As COVID-19 hospitalizations increased, some volumes took a hit and margins remained tight.
Newly released data illustrate the potentially adverse impact of the latest COVID-19 resurgence on hospital finances.
“Steep increases in COVID-19 cases and hospitalizations spurred by rapid spread of the highly contagious delta variant drove setbacks for U.S. hospitals and health systems in July,” Kaufman Hall wrote in its most recent Hospital Flash Report.
Margins and volumes continued to trail 2019 levels, the report finds, while higher revenues were negated by mounting expenses. And those trends are likely to continue: “The data suggest that some healthcare consumers once again are postponing elective procedures and other outpatient care due to concerns of possible exposure to the virus,” the report states.
Indications of more volume impacts
Amid positive trends seen in June, there were questions about whether the upswing could last during another COVID-19 surge. The delta variant of the coronavirus has caused caseloads to skyrocket in some parts of the country, with the seven-day rolling average of COVID-19 hospitalizations nationwide rising by 256% from the beginning to the end of July.

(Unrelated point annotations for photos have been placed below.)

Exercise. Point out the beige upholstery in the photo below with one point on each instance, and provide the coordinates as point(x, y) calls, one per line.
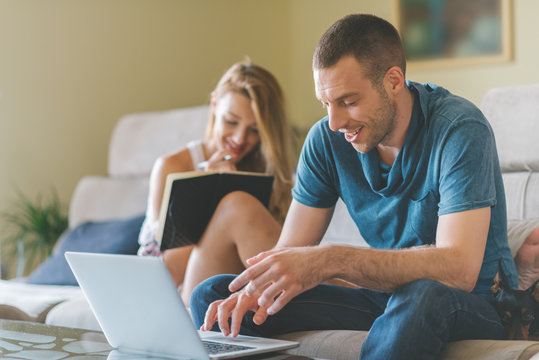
point(140, 138)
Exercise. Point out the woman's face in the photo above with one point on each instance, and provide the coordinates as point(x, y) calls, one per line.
point(235, 130)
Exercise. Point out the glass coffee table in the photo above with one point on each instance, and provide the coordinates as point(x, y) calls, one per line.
point(34, 341)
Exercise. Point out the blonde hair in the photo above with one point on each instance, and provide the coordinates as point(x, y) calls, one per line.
point(273, 154)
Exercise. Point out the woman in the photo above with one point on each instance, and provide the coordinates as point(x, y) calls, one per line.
point(247, 131)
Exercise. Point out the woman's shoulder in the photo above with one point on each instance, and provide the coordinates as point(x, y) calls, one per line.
point(175, 162)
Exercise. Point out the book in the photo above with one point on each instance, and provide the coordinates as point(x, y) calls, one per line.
point(190, 199)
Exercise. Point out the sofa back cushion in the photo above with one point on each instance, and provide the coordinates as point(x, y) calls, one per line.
point(513, 113)
point(139, 139)
point(111, 237)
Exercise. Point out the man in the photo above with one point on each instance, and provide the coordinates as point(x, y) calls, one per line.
point(418, 170)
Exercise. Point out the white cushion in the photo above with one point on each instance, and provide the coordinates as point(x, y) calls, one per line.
point(522, 194)
point(99, 198)
point(514, 115)
point(75, 312)
point(139, 139)
point(35, 299)
point(342, 229)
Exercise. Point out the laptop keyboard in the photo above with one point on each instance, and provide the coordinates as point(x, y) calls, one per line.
point(218, 348)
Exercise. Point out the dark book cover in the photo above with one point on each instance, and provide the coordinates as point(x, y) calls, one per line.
point(192, 197)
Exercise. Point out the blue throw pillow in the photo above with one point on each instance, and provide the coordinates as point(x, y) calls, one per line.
point(111, 237)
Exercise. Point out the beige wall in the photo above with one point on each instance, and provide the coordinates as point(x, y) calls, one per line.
point(70, 68)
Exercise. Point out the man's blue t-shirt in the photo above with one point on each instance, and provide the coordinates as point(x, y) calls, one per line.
point(447, 164)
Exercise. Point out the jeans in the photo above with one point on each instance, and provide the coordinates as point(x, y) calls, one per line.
point(414, 322)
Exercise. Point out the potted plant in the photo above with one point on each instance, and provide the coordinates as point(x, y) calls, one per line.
point(33, 229)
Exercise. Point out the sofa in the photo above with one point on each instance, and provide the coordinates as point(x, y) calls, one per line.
point(121, 196)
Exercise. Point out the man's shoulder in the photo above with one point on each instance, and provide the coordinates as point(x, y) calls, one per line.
point(439, 104)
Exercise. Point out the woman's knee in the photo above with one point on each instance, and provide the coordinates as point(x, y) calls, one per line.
point(208, 291)
point(423, 294)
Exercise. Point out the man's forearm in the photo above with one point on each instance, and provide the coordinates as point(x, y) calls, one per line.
point(385, 270)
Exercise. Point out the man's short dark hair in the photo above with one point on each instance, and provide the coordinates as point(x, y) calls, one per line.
point(373, 41)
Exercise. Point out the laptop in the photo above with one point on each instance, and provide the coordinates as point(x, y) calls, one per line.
point(140, 311)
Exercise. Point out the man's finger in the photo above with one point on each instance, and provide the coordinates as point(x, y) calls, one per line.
point(223, 314)
point(247, 275)
point(210, 317)
point(244, 304)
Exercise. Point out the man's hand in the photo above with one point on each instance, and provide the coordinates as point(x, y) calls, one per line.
point(234, 307)
point(281, 274)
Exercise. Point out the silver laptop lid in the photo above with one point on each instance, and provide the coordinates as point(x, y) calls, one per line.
point(141, 315)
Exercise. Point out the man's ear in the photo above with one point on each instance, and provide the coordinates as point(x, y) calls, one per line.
point(395, 79)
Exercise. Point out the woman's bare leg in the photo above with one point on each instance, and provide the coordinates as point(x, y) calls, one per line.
point(240, 228)
point(176, 261)
point(527, 261)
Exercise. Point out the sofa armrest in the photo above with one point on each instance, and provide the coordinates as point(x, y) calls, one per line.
point(98, 198)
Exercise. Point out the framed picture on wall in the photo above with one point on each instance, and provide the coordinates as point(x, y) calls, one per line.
point(453, 32)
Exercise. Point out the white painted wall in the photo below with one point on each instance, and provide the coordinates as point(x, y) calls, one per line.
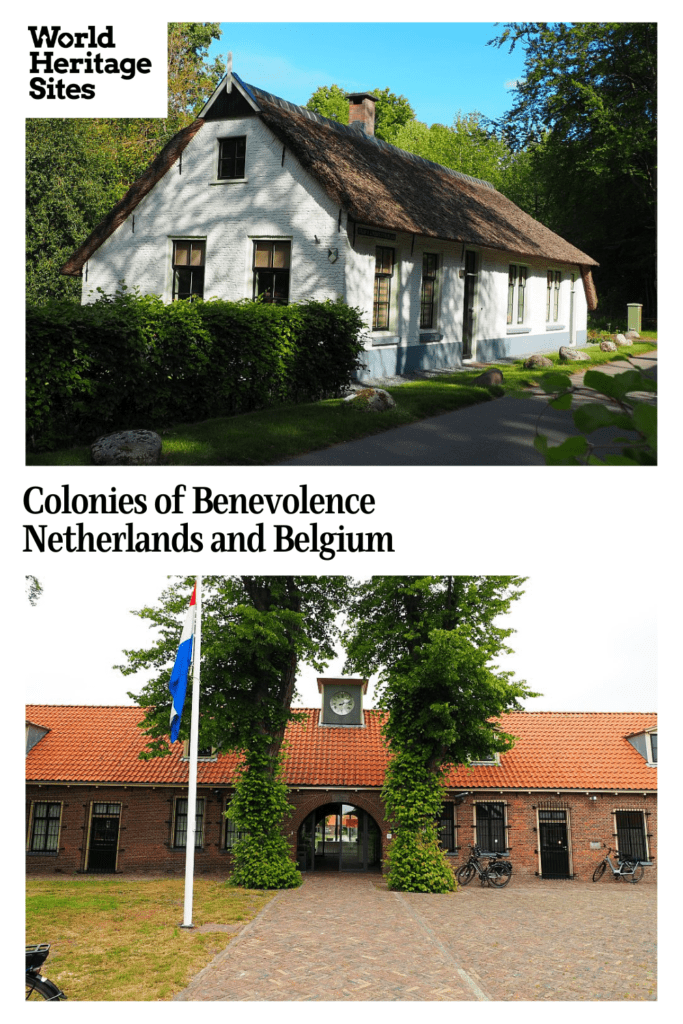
point(275, 201)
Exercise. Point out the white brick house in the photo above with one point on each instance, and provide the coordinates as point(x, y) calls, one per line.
point(259, 197)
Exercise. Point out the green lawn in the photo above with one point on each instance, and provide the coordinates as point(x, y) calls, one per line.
point(120, 940)
point(272, 434)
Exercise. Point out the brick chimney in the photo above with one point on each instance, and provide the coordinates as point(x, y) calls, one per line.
point(361, 112)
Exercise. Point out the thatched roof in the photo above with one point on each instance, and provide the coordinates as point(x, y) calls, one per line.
point(374, 182)
point(157, 169)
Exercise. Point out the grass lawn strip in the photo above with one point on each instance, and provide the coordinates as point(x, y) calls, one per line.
point(121, 940)
point(285, 431)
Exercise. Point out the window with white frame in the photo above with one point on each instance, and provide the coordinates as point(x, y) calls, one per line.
point(187, 266)
point(489, 822)
point(554, 280)
point(180, 822)
point(428, 293)
point(231, 158)
point(271, 271)
point(516, 293)
point(44, 827)
point(384, 264)
point(631, 834)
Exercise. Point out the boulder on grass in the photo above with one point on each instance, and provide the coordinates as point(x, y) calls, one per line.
point(538, 361)
point(372, 399)
point(127, 448)
point(572, 355)
point(489, 378)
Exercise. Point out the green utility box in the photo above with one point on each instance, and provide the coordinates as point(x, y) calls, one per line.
point(635, 321)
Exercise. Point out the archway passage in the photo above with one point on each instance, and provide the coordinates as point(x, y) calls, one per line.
point(339, 838)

As it has since the beginning, the pandemic affected hospitals’ overall case mix. Inpatient discharges for the year to date (YTD) were 9.2% lower than for the comparable period in 2019, according to the report. Adjusted discharges were down 3.9%.

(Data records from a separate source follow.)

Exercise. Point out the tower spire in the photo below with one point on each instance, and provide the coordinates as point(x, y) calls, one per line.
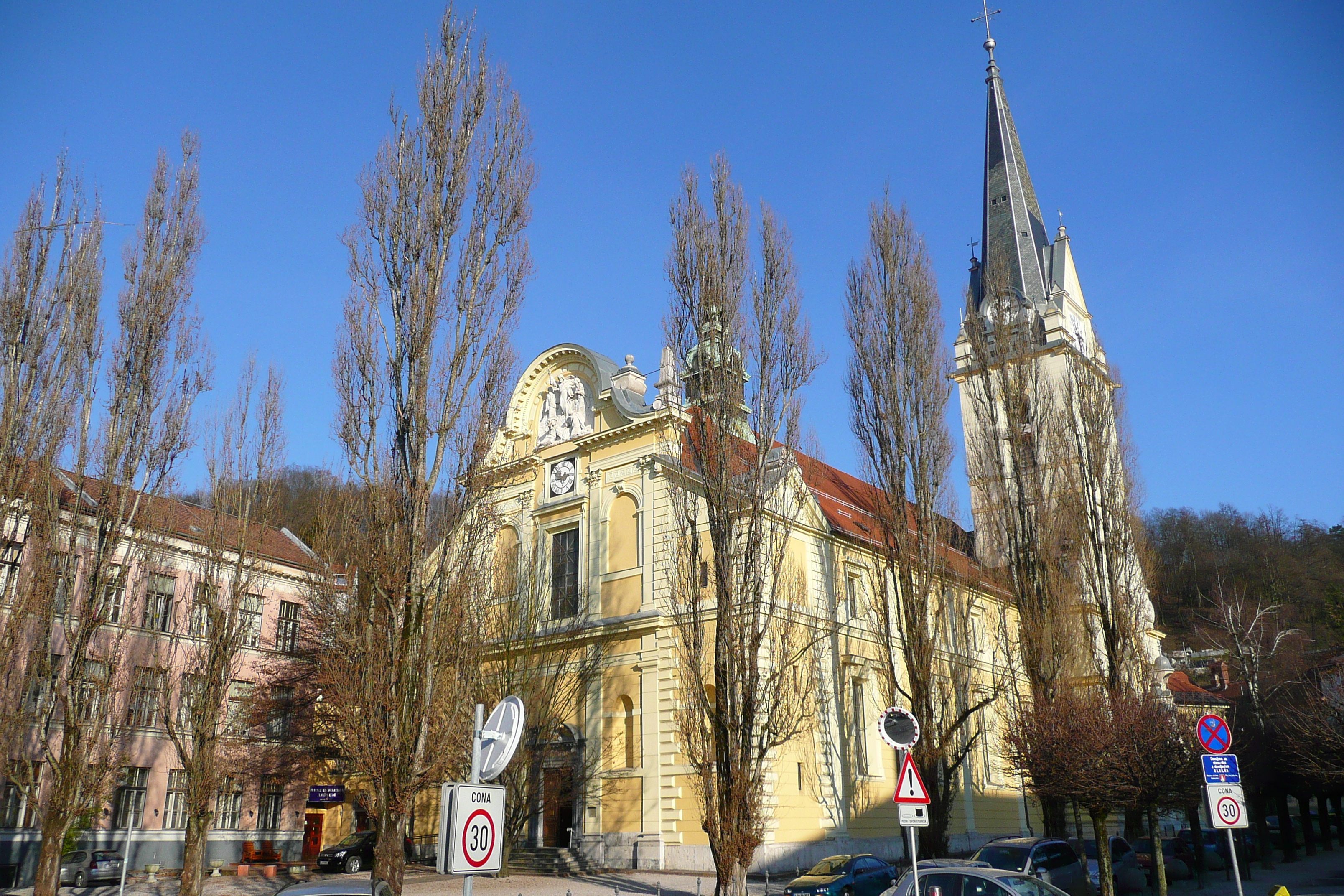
point(1013, 230)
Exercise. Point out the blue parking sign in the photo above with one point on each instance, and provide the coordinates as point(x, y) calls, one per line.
point(1221, 770)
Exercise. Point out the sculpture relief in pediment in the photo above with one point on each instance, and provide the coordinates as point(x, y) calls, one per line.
point(566, 412)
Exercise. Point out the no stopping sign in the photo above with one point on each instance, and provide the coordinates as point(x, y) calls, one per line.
point(472, 828)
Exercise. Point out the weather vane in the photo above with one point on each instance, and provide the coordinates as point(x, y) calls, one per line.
point(987, 17)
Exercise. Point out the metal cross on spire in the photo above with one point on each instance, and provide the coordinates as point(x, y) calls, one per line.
point(985, 17)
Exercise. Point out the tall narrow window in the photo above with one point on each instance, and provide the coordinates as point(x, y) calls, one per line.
point(175, 804)
point(143, 710)
point(249, 621)
point(240, 708)
point(130, 800)
point(565, 574)
point(159, 602)
point(860, 742)
point(115, 594)
point(229, 805)
point(11, 559)
point(272, 802)
point(202, 610)
point(287, 629)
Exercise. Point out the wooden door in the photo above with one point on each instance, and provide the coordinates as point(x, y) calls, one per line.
point(312, 835)
point(557, 807)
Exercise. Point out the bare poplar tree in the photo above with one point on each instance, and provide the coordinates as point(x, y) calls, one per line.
point(103, 519)
point(898, 401)
point(439, 264)
point(244, 457)
point(50, 288)
point(736, 593)
point(1100, 491)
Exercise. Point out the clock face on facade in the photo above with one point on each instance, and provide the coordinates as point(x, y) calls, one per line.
point(562, 477)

However, a dramatic impact wasn’t necessarily seen in changes from June to July. For example, adjusted discharges stayed flat, while adjusted patient days rose by 0.5% and ED visits by 4.1%. A big drop-off from June was seen in surgeries, with OR minutes falling by 5.9%.
Margins tight thanks to high expenses
YTD operating margin — when excluding revenue from CARES Act distributions such as the Provider Relief Fund and Medicare advance payments — rose from 2.8% in June to 3.2% in July, while YTD operating EBIDTA margin rose from 7.4% to 7.7%.
But recovery to pre-pandemic levels seems a ways off. On a YTD basis, the metrics show declines of 7% in operating margin and 8.3% in operating EBITDA margin compared with 2019. An underlying factor is “rising expenses for higher-acuity cases, including COVID-19 patients,” the report states. YTD operating margin did rise by 1% compared with 2019 when CARES Act distributions were factored in, while operating EBITDA margin was 2% lower.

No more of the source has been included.